As Harvard economist N. Gregory Mankiw noted in a recent National Affairs article, precisely modeling the complex interrelationships is a daunting task, one that calls for a great deal of humility on the part of macroeconomists. “When we talk about the impact of government purchases on aggregate demand, and therefore on job creation, we must take into account an enormous number of "general equilibrium effects" — that is, the indirect effects that occur as one economic variable influences another, which in turn influences yet another, and so on.” Mankiw continues:
These general equilibrium effects are tremendously important to the economy — sometimes in positive ways, sometimes in negative… The negative effects are even more challenging to trace. For example, if people observe the government issuing substantial debt (required to finance a stimulus), they may anticipate higher future taxes and therefore cut back on their current consumption. Increased government borrowing may also drive up long-term interest rates, which could make it difficult for people to borrow money and could therefore reduce spending today…
In other words, in certain conditions stimulus spending can have a depressive effect. Without the luxury of a ‘control universe’ it’s impossible to know with complete certainty the impact of the $787 stimulus package. But the question is critical to the economic health of our nation. Did the stimulus work? Should we do more of it?
The Obama administration wants more of it, even if they now call it by a different name. In June 2010, Christina Romer was asked if she would push for more deficit spending. Her answer: “We are in favor of responsible targeted actions,” including tax incentives for green manufacturing jobs, extending unemployment insurance benefits, and aid to state and local government.

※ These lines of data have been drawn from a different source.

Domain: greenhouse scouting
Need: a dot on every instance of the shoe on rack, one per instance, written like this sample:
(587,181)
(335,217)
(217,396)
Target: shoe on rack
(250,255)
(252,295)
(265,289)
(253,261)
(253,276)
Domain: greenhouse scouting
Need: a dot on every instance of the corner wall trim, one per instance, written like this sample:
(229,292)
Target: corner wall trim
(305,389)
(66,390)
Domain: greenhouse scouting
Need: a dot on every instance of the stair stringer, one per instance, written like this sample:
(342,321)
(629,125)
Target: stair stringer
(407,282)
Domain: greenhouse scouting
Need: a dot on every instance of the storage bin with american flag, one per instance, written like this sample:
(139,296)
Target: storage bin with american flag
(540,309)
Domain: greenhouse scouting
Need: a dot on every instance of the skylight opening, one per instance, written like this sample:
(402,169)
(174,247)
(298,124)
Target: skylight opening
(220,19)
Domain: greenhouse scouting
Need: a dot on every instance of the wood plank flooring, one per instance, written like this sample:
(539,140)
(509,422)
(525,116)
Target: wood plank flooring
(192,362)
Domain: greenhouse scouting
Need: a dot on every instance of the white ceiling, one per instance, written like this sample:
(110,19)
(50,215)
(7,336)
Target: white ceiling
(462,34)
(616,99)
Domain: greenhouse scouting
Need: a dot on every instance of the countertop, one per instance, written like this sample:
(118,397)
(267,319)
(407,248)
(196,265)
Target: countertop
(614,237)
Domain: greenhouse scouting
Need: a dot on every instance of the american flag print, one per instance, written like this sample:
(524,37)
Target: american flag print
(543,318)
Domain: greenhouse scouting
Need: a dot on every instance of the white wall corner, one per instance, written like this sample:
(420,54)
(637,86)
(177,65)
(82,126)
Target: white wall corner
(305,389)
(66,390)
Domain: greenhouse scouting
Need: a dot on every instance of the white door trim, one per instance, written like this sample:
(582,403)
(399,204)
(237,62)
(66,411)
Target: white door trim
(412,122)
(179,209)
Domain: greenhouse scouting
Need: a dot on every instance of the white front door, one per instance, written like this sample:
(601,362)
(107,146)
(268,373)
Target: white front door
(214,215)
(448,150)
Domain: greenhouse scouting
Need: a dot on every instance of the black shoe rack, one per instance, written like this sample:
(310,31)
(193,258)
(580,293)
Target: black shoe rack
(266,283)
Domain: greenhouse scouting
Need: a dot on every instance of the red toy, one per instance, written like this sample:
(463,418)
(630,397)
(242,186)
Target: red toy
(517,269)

The abandonment of the language of stimulus is a sure sign that the people have moved on. Economists may disagree, but regular people have made up their mind.
Doctors still debate whether George Washington would have recovered if left on his own. There is universal agreement, however, that the repeated bloodletting weakened the former president and made recovery less likely. Economically, we have already drained our coffers dry, and more stimulus spending could hurt, not help, our ailing economy.
John O’Leary is a Research Felow at the Ash Center at Harvard’s Kennedy School of Government, editor of the Better, Faster, Cheaper blog, and the co-author with Bill Eggers of If We Can Put a Man on the Moon (Harvard Business Press).